Il avait laissé tomber ces derniers mots avec un sourire sur lequel je ne me mépris guère. Tout son discours, d'ailleurs, avait été accompagné d'un regard insolent et sensuel, luisant et satisfait. C'est comme le ça, dont il ponctuait ses phrases, je lui ai toujours connu ce petit tic de langage, et toujours connu aussi, ce regard, quand il se vantait autrefois de ses bonnes fortunes. C'en était assez pour que je ne pusse pas douter des sentiments qu'il inspirait à la jolie actrice.—Qu'il inspirait!... Quant à ceux qu'il éprouvait lui-même en retour, ses coups de fourchette, en parlant, et les rasades de champagne qu'il se versait à même un grand verre rempli de morceaux de glace, me renseignaient suffisamment. Il racontait ses affaires intimes à très haute voix, avec cet apparent abandon des faux indiscrets qui fait croire à de l'étourderie, et masque si bien le calcul. Leur bavardage a toujours sa limite de prudence. D'ailleurs les convives qui mangeaient à la table voisine étaient trois généraux retraités en train de causer de l'Annuaire.

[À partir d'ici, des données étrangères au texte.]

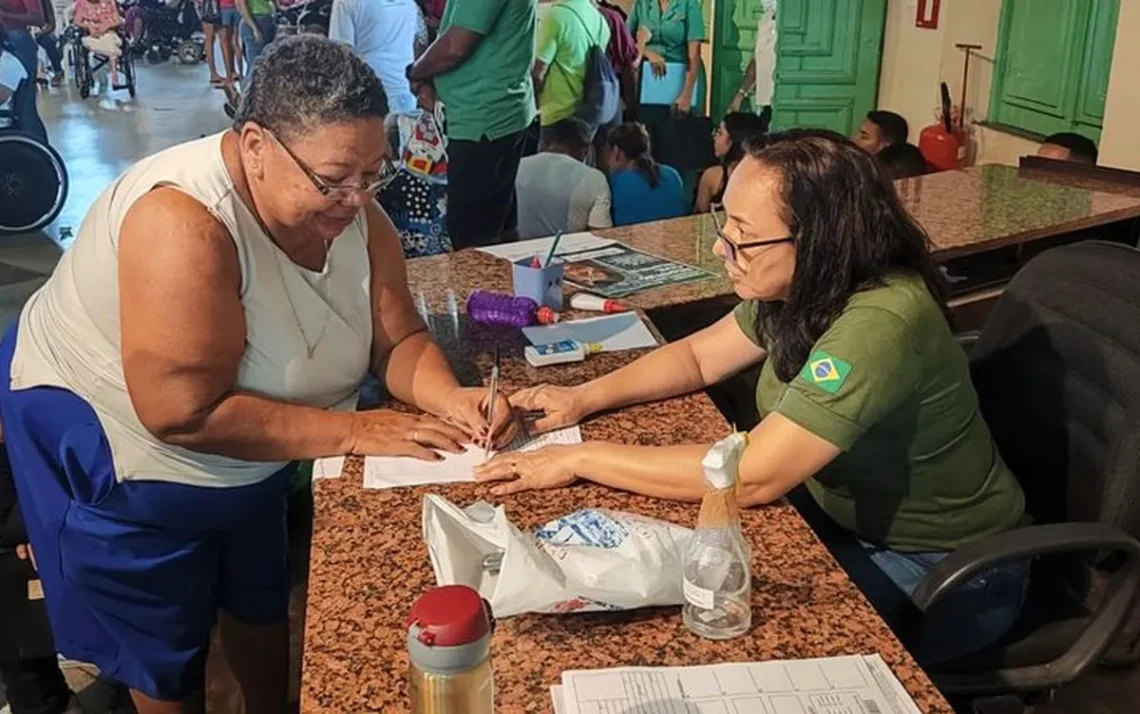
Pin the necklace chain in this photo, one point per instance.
(310, 347)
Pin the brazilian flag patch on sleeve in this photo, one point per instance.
(825, 371)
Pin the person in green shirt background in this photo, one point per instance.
(670, 31)
(568, 30)
(864, 394)
(480, 69)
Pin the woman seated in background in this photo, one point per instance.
(864, 394)
(902, 161)
(99, 18)
(642, 189)
(729, 140)
(209, 329)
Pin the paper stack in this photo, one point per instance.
(856, 684)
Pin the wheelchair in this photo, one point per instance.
(86, 63)
(33, 178)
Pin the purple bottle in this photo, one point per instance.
(502, 309)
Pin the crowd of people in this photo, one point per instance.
(222, 303)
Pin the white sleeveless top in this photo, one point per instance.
(68, 331)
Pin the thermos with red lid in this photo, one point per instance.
(449, 651)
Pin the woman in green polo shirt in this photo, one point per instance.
(864, 394)
(675, 30)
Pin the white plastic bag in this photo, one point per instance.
(589, 560)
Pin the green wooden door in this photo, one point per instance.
(734, 41)
(1097, 66)
(828, 55)
(1053, 61)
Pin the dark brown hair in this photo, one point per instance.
(851, 233)
(632, 139)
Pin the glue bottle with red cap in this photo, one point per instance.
(449, 652)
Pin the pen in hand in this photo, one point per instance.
(493, 396)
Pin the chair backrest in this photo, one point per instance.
(1057, 370)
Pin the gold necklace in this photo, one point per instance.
(310, 348)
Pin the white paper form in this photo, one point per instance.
(856, 684)
(613, 332)
(570, 243)
(396, 471)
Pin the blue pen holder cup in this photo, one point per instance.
(543, 285)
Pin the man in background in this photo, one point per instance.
(480, 66)
(383, 32)
(556, 189)
(880, 130)
(1068, 146)
(568, 31)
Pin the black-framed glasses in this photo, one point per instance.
(332, 189)
(731, 248)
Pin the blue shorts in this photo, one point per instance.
(135, 571)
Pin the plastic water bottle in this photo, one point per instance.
(717, 573)
(512, 310)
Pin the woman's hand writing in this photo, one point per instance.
(384, 432)
(467, 411)
(562, 406)
(553, 467)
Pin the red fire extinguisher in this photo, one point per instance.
(938, 143)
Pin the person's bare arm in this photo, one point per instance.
(685, 100)
(780, 455)
(405, 357)
(746, 86)
(184, 333)
(681, 367)
(449, 50)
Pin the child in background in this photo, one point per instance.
(99, 18)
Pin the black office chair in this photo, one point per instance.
(1057, 370)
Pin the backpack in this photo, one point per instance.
(601, 92)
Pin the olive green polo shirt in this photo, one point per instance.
(672, 31)
(490, 95)
(889, 386)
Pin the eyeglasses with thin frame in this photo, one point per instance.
(331, 189)
(731, 248)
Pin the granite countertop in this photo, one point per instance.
(368, 565)
(969, 211)
(983, 208)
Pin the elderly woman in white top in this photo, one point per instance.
(211, 324)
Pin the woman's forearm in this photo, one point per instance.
(254, 428)
(417, 373)
(667, 372)
(672, 472)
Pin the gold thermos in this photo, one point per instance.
(449, 651)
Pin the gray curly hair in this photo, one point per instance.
(307, 81)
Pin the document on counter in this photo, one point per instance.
(570, 243)
(613, 332)
(397, 471)
(856, 684)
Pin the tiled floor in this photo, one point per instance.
(98, 139)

Il eût fallu un coup de canon pour les faire se retourner. Le brouhaha du service—nous devions bien être trente ou quarante à dîner dans les deux salles à manger—achevait de couvrir les éclats trop vifs des phrases de Jacques. Aussi y avait-il quelque ridicule à parler bas, comme je faisais, pour questionner mon compagnon. Quel symbole pourtant de nos deux destinées! J'avais d'instinct, avant même de connaître Mlle Favier, toutes les pudeurs timides du sentiment dont Jacques avait toutes les joies:

—«Tu lui fais la cour, voilà ce que signifie cet: elle y croit trop?» lui demandai-je.

—«C'est elle qui me la fait,» dit-il en riant, «ou plutôt qui me l'a faite... Mais,» continua-t-il, «pourquoi ne te mettrais-je pas au courant, d'autant plus que la petite te racontera tout dans les cinq minutes, si je te présente?... Enfin, elle est ma maîtresse... Je crois bien que j'ai commis là une nouvelle gaffe. Avec ma réputation, l'argent que j'ai placé, celui de mes livres, mes relations, ma tournure, j'épouserais qui je voudrais, et il est temps. La poire est mûre... Mais si nous étions toujours raisonnables, nous ne serions que des bourgeois, pas vrai?... Et puis, elle a commencé... Si tu l'avais vue, pendant les répétitions, comme elle me dévorait des yeux, à la dérobée? Et j'avais mon grand air de n'y prendre pas garde. A coquette coquette et demie. Un auteur qui a une maîtresse au théâtre, quand il n'en a pas besoin pour se faire jouer, ça représente une grosse faute d'orthographe. Tu connais le proverbe: l'architecte ne trinque pas avec le maçon. Pourtant, après la première, et une fois la bataille gagnée, je me suis laissé aller... Et voilà encore un document humain: la petite Favier avait traversé le Conservatoire et les coulisses, et elle était sage, mon cher, parfaitement sage... Tu m'entends?...»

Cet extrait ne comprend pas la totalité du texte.